Was sie am Donnerstag, ihrem Abreisetag, in den Straßen von London erlebt haben, werden sie wohl nicht wieder vergessen. "Wir hatten uns um 8 Uhr auf einem Parkplatz vor einem College getroffen", berichtet Englischlehrer Holger Irmer. "Bis zur Abfahrt der Fähre in Dover blieb noch ein Tag Zeit zu shoppen oder Sehenswürdigkeiten zu besichtigen. Wir wollten deshalb zur U-Bahn, um von dort in Gruppen auszuschwärmen. Auf dem Weg dorthin hörten wir im Radio des Busfahrers, dass die Northern Line wegen eines technischen Defekts gesperrt ist. Das hat niemanden beunruhigt, bei der alten Bahn kommt so etwas nicht selten vor. Doch dann wurde der Verkehr immer dichter, die Straßen waren mit Pkw und Bussen regelrecht verstopft, immer öfter waren Sirenen von Polizei- und Krankenwagen zu hören. Im Radio wurden laufend Hinweise gegeben. Dabei war erst von Kurzschlüssen und technischen Defekten die Rede, dann wurde die Explosion des Doppelstockbusses gemeldet. Unterwegs waren auch schon Rauchwolken aus den U-Bahn-Schächten zu sehen. Da hatte ich nur noch einen Gedanken: Raus und weg!"

Der Busfahrer nahm die nächste Ausfahrt und gelangte auf eine Ausfallstraße, auf der sie die Autobahn erreichten. Da sei im Radio von U-Bahn und El Kaida zu hören gewesen. Zu der Zeit kamen auch schon die ersten besorgten Anrufe von zu Hause.

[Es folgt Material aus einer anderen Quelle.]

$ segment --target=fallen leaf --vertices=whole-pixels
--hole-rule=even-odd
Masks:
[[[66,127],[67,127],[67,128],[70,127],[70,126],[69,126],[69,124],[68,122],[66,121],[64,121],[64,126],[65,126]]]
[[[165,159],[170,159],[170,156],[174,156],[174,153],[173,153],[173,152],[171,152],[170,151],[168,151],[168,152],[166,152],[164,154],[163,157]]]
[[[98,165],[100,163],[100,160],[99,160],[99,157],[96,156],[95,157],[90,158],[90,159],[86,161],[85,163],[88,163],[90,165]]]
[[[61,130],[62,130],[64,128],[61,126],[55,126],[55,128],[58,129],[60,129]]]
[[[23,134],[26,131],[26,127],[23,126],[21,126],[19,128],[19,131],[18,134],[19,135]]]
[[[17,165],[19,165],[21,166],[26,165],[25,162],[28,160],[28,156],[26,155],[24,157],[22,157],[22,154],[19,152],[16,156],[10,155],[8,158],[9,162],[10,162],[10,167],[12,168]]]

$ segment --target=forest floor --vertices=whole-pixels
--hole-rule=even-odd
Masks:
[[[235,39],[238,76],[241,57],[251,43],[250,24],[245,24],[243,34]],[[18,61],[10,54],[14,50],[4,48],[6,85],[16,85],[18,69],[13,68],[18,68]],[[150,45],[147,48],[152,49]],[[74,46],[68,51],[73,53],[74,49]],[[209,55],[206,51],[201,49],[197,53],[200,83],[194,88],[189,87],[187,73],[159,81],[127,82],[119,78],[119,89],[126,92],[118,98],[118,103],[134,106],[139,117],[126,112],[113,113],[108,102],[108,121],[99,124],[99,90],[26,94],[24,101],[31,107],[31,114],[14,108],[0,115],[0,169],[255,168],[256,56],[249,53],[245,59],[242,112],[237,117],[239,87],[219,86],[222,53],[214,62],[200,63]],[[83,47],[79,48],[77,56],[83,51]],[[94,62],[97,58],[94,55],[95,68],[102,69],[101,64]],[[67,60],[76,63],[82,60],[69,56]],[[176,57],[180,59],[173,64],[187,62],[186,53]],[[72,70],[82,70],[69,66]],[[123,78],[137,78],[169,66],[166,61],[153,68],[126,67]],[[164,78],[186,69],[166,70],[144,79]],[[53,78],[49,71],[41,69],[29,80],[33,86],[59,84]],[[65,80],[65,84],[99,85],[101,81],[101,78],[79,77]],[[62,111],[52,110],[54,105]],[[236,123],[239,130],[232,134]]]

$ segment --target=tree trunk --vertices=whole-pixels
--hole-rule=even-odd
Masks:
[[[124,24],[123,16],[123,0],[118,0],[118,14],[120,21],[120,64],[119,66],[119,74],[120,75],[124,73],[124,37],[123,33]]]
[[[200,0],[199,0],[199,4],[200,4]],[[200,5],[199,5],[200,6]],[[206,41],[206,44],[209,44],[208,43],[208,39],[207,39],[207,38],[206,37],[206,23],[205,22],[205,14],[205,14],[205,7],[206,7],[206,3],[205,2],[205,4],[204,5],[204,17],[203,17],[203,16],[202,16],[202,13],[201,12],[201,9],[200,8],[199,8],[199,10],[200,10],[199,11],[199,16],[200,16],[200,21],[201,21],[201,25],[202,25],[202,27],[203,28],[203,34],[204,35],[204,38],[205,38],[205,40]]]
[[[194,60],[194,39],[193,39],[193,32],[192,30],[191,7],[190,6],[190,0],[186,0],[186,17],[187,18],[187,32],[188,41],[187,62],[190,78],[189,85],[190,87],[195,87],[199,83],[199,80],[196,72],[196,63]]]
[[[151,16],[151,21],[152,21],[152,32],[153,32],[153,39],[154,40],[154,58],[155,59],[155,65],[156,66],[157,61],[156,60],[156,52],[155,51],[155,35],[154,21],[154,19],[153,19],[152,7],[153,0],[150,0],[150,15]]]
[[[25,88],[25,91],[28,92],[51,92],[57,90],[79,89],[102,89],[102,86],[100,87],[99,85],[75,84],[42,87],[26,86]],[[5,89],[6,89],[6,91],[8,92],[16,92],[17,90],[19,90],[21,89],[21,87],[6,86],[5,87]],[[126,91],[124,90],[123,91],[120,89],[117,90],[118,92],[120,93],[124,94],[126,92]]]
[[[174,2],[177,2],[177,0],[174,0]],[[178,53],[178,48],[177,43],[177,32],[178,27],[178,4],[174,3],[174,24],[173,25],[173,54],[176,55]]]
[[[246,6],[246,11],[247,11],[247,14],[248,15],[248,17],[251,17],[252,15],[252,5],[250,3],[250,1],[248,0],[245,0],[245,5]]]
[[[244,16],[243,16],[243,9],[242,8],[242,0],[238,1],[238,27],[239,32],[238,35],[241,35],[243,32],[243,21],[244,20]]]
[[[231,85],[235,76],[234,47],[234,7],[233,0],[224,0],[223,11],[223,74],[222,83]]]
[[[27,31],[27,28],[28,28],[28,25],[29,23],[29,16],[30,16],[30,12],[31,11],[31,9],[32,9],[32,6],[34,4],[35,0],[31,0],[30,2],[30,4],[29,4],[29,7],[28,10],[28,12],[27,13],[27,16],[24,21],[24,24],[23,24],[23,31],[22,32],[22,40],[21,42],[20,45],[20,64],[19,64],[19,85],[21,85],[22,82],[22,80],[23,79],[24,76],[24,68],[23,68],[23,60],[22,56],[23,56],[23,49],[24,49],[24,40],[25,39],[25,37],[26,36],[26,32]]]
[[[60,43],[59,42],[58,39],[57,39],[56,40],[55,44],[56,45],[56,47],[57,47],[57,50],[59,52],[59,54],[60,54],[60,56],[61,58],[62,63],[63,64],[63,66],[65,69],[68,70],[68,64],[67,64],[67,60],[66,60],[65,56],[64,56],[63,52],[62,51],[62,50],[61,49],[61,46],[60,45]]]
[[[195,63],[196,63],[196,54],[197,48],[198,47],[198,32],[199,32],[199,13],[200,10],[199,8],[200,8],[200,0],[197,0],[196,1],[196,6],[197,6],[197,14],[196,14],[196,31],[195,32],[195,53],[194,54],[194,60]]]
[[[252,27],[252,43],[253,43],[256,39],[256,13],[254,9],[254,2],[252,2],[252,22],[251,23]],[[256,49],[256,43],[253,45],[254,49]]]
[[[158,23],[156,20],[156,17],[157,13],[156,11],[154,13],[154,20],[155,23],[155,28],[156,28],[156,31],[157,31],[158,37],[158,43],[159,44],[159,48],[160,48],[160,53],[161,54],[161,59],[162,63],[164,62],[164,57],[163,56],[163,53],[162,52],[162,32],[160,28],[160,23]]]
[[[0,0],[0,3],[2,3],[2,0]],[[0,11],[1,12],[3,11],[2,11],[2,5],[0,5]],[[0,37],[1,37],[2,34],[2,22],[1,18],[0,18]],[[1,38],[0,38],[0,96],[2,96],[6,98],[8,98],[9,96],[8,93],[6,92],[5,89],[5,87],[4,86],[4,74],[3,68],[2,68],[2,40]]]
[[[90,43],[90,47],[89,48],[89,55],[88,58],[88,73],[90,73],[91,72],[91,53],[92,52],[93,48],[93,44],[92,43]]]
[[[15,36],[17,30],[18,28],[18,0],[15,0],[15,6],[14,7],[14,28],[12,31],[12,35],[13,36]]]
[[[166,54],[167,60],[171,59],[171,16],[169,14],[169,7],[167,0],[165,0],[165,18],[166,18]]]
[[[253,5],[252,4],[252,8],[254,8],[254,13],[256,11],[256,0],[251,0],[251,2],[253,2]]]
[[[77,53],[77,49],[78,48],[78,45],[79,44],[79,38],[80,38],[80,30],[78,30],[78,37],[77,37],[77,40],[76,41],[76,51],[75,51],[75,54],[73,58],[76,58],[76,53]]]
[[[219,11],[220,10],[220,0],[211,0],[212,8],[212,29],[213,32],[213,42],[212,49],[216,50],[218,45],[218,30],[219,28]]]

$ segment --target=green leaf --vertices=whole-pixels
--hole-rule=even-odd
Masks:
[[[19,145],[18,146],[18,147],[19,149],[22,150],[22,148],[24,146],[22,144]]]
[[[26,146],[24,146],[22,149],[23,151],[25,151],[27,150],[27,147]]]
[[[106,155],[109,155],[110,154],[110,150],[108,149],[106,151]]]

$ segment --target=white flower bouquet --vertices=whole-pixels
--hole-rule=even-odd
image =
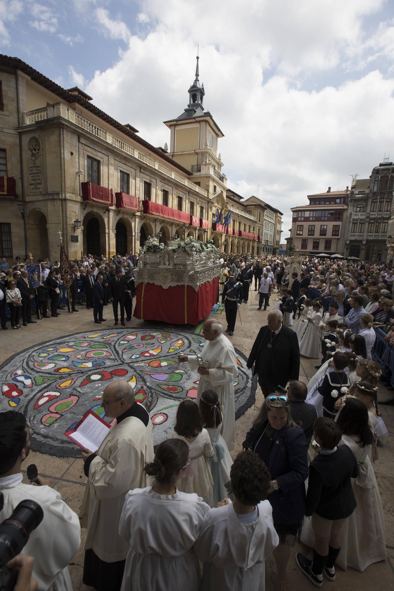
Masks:
[[[160,252],[164,248],[164,244],[160,243],[156,236],[148,236],[144,245],[144,252]]]

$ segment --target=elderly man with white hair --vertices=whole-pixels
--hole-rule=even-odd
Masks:
[[[282,324],[282,312],[273,310],[268,314],[268,324],[260,329],[253,343],[247,366],[254,364],[259,385],[265,398],[278,386],[298,379],[299,346],[297,335]]]
[[[217,320],[210,318],[202,325],[205,338],[201,359],[196,355],[180,355],[180,362],[188,361],[191,369],[197,369],[200,375],[197,389],[197,402],[199,402],[204,390],[216,392],[223,414],[222,432],[229,451],[235,444],[235,403],[232,381],[238,375],[237,356],[234,347],[223,334],[223,327]],[[202,361],[201,361],[202,359]]]
[[[118,532],[119,521],[126,493],[148,483],[144,466],[154,458],[152,424],[124,380],[106,387],[102,405],[116,421],[95,453],[82,452],[88,477],[79,515],[88,529],[83,581],[98,591],[118,591],[129,549]]]

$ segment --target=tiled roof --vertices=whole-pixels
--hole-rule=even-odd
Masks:
[[[43,86],[44,88],[46,88],[47,90],[52,92],[54,95],[56,95],[60,98],[65,100],[66,102],[70,104],[73,103],[77,103],[81,106],[83,107],[87,111],[90,111],[93,113],[96,116],[99,117],[103,121],[111,125],[112,127],[115,128],[118,131],[121,132],[124,134],[125,135],[128,136],[129,138],[131,138],[135,142],[139,144],[140,145],[144,146],[147,150],[150,150],[150,151],[155,154],[157,156],[165,160],[169,164],[172,166],[175,166],[176,168],[182,171],[184,174],[188,175],[188,176],[191,176],[191,172],[190,170],[188,170],[181,164],[179,164],[175,160],[173,160],[172,158],[169,156],[166,155],[160,150],[155,148],[151,144],[146,141],[145,139],[143,139],[139,135],[137,135],[136,134],[138,133],[138,129],[135,129],[135,127],[133,127],[131,125],[128,124],[127,126],[122,125],[121,123],[117,121],[116,119],[114,119],[110,115],[107,115],[106,113],[104,113],[102,111],[101,109],[92,105],[92,103],[89,102],[89,100],[83,98],[79,95],[72,94],[65,90],[64,88],[62,86],[59,86],[58,84],[54,82],[53,80],[50,80],[49,78],[47,78],[46,76],[44,76],[40,72],[37,72],[37,70],[34,70],[31,66],[28,64],[25,63],[22,60],[20,60],[18,57],[10,57],[9,56],[4,56],[0,53],[0,66],[5,66],[6,67],[11,68],[15,70],[20,70],[21,72],[24,72],[25,74],[27,74],[31,80],[37,82],[37,84],[40,85],[40,86]],[[86,95],[89,96],[89,95]]]
[[[330,191],[328,193],[326,191],[325,193],[314,193],[312,195],[307,195],[306,197],[308,199],[310,197],[330,197],[331,195],[347,195],[350,193],[348,189],[345,189],[344,191]]]
[[[315,209],[322,209],[324,207],[330,207],[331,209],[332,207],[342,207],[344,209],[347,209],[347,205],[345,203],[325,203],[324,205],[319,205],[318,203],[314,205],[297,205],[295,207],[290,207],[290,210],[294,211],[295,209],[305,209],[305,207],[315,207]]]

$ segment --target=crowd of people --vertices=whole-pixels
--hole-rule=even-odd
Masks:
[[[394,273],[383,264],[305,259],[299,277],[278,257],[225,258],[220,283],[229,336],[253,288],[257,311],[277,297],[251,343],[247,365],[264,400],[234,457],[237,358],[215,317],[204,323],[201,356],[179,356],[196,372],[197,398],[180,402],[173,433],[156,453],[149,414],[130,384],[105,388],[102,406],[115,421],[96,452],[82,452],[87,484],[79,519],[41,477],[40,487],[22,483],[32,434],[21,413],[0,413],[4,517],[25,498],[44,509],[43,527],[24,550],[34,558],[40,589],[72,589],[67,566],[80,527],[87,529],[83,582],[98,591],[263,590],[272,553],[277,589],[285,591],[300,537],[311,557],[299,552],[292,560],[317,587],[340,579],[337,566],[363,571],[386,557],[374,462],[388,433],[378,405],[381,368],[372,356],[378,327],[392,345]],[[108,302],[118,322],[121,282],[131,269],[128,259],[116,259],[72,267],[80,278],[97,270],[98,322]],[[56,270],[42,264],[44,276],[48,271],[54,278]],[[15,271],[21,277],[12,275],[16,285],[7,294],[18,290],[21,298],[18,283],[27,284],[23,269]],[[319,361],[308,384],[299,379],[300,355]]]

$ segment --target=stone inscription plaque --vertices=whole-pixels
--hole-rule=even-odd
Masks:
[[[41,164],[29,165],[29,191],[30,193],[42,193],[43,174]]]

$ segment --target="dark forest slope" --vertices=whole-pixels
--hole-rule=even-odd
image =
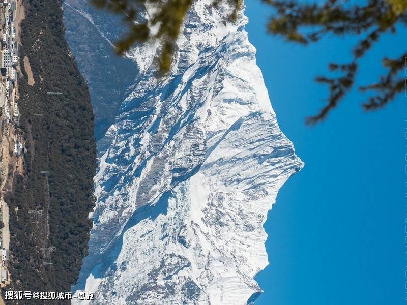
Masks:
[[[65,39],[61,2],[24,0],[24,5],[19,104],[28,153],[24,176],[15,178],[14,191],[6,196],[12,283],[6,289],[69,291],[86,255],[92,225],[88,216],[96,166],[94,115],[86,84]],[[24,70],[25,56],[33,86]],[[43,214],[30,215],[30,209]],[[55,250],[40,249],[50,247]]]

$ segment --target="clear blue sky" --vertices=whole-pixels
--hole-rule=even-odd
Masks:
[[[267,6],[246,2],[246,27],[257,49],[280,126],[305,163],[280,190],[265,227],[271,264],[257,277],[256,305],[398,305],[404,288],[404,131],[407,98],[364,113],[352,92],[314,127],[304,118],[327,96],[314,77],[331,62],[346,63],[356,40],[328,38],[303,47],[267,35]],[[361,65],[358,84],[398,57],[407,31],[382,38]]]

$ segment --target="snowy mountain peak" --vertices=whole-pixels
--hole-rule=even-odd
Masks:
[[[261,292],[263,224],[303,163],[277,125],[247,18],[227,23],[227,7],[211,3],[194,2],[167,78],[154,76],[156,45],[128,54],[139,73],[98,143],[89,254],[73,287],[95,292],[93,304],[245,304]]]

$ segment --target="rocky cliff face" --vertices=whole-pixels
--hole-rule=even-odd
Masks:
[[[167,78],[154,76],[156,46],[128,54],[138,72],[98,142],[89,255],[73,287],[94,291],[93,304],[243,304],[261,291],[263,225],[303,164],[277,125],[247,19],[226,23],[227,8],[210,3],[192,8]],[[85,5],[65,10],[68,29],[80,15],[114,38]]]

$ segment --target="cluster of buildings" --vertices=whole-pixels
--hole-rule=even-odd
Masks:
[[[5,118],[18,123],[20,118],[17,102],[18,44],[16,40],[14,24],[16,3],[15,0],[4,0],[3,4],[4,17],[0,51],[0,70],[2,77],[0,85],[0,106],[2,107],[2,115]]]
[[[7,261],[9,260],[9,250],[2,249],[2,270],[0,271],[0,280],[1,282],[7,282],[9,280],[9,271],[6,268]]]

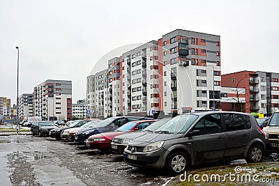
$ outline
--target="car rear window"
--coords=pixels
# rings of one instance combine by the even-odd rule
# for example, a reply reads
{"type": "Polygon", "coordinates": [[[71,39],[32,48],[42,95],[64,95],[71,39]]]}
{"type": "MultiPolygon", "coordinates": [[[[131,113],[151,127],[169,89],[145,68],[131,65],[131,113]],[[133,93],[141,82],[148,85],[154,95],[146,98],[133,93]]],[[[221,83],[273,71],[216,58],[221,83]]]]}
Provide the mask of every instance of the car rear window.
{"type": "Polygon", "coordinates": [[[251,128],[249,116],[238,114],[223,114],[227,131],[241,130],[251,128]]]}

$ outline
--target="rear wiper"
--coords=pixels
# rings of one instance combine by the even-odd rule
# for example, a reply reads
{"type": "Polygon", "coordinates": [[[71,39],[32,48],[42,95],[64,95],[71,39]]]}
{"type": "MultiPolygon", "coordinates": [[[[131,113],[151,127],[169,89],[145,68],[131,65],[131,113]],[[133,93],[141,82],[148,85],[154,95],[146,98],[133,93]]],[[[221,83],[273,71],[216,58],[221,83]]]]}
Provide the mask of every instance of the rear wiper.
{"type": "Polygon", "coordinates": [[[170,134],[171,133],[167,130],[158,130],[158,131],[155,131],[154,132],[159,133],[159,134],[170,134]]]}

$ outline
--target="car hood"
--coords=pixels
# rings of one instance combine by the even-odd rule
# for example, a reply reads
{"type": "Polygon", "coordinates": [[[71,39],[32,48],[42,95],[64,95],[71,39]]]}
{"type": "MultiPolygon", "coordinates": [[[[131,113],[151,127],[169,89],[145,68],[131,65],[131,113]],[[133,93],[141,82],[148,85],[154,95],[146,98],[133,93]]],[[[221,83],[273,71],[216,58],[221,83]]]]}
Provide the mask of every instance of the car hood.
{"type": "Polygon", "coordinates": [[[56,129],[58,128],[56,126],[40,126],[40,128],[41,129],[56,129]]]}
{"type": "Polygon", "coordinates": [[[147,132],[130,132],[123,134],[121,134],[117,136],[117,139],[136,139],[139,137],[146,135],[147,132]]]}
{"type": "Polygon", "coordinates": [[[126,133],[128,132],[103,132],[103,133],[100,133],[98,134],[94,134],[93,136],[91,136],[89,138],[103,138],[104,137],[110,139],[110,140],[112,140],[114,137],[123,134],[124,133],[126,133]]]}
{"type": "Polygon", "coordinates": [[[263,131],[266,133],[276,133],[279,134],[279,126],[267,126],[263,128],[263,131]]]}
{"type": "MultiPolygon", "coordinates": [[[[147,142],[153,143],[159,141],[165,141],[173,139],[177,139],[182,137],[183,134],[158,134],[158,133],[146,133],[134,139],[130,143],[147,142]]],[[[130,143],[129,143],[130,144],[130,143]]]]}

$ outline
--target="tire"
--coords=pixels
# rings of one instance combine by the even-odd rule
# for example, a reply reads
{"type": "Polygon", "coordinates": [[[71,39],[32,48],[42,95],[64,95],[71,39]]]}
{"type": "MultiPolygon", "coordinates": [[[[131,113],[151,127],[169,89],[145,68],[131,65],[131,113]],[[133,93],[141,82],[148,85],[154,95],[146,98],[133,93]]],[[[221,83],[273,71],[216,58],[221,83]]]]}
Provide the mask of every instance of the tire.
{"type": "Polygon", "coordinates": [[[246,157],[248,163],[261,162],[264,157],[264,152],[262,148],[259,145],[252,145],[248,150],[246,157]]]}
{"type": "Polygon", "coordinates": [[[167,159],[167,169],[171,174],[183,173],[188,166],[188,160],[186,155],[182,152],[174,152],[167,159]]]}

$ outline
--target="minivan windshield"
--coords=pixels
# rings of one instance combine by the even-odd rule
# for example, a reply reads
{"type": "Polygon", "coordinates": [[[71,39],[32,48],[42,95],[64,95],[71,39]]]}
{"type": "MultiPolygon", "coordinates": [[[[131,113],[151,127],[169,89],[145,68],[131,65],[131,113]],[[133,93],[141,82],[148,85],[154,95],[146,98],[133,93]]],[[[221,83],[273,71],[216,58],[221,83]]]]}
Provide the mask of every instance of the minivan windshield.
{"type": "Polygon", "coordinates": [[[197,115],[188,114],[176,116],[154,131],[156,133],[183,134],[198,118],[197,115]]]}
{"type": "Polygon", "coordinates": [[[279,112],[273,114],[269,122],[269,126],[279,126],[279,112]]]}
{"type": "Polygon", "coordinates": [[[157,121],[153,123],[152,123],[151,125],[150,125],[149,126],[146,127],[145,129],[143,130],[143,131],[153,132],[154,130],[162,126],[164,123],[167,123],[170,119],[171,118],[167,118],[157,121]]]}

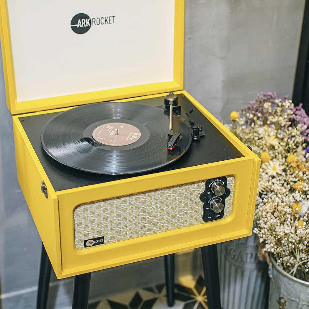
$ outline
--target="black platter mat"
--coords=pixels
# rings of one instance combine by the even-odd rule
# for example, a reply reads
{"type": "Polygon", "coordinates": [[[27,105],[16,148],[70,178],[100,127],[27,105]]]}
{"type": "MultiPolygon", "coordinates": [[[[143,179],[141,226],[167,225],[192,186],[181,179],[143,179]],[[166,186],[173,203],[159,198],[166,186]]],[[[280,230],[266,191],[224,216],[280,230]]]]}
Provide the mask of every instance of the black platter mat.
{"type": "Polygon", "coordinates": [[[159,168],[184,154],[191,144],[190,129],[175,116],[173,128],[181,133],[182,138],[173,150],[168,150],[168,117],[162,108],[135,103],[105,102],[58,114],[43,128],[41,141],[48,154],[67,166],[98,174],[130,174],[159,168]],[[111,122],[136,126],[140,138],[125,146],[96,142],[93,130],[111,122]]]}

Irmer informierte die Schule, damit die Eltern beruhigt werden konnten.

Der Lehrer ist nachdenklich wie seine Schüler: "Wenn das alles zwei Stunden später passiert wäre... Viele von uns wollten in die Innenstadt, wo es die Explosionen gegeben hat." Melanie Lindstädt sagt, im Bus habe sie sich sicher gefühlt, auch als sie den Qualm aus den U-Bahn-Schächten gesehen hat. "Das mulmige Gefühl kam später."

Die Eltern seien froh und glücklich gewesen, dass sie wieder da waren, berichtet Matthias Pahl. "Und wir waren froh, dass wir so schnell aus der Stadt rausgekommen sind, denn später konnte keiner mehr raus oder rein." Nikola Bethmann denkt daran, dass sie noch am Dienstag den ganzen Tag U-Bahn gefahren sind - und dabei nie an so etwas gedacht haben.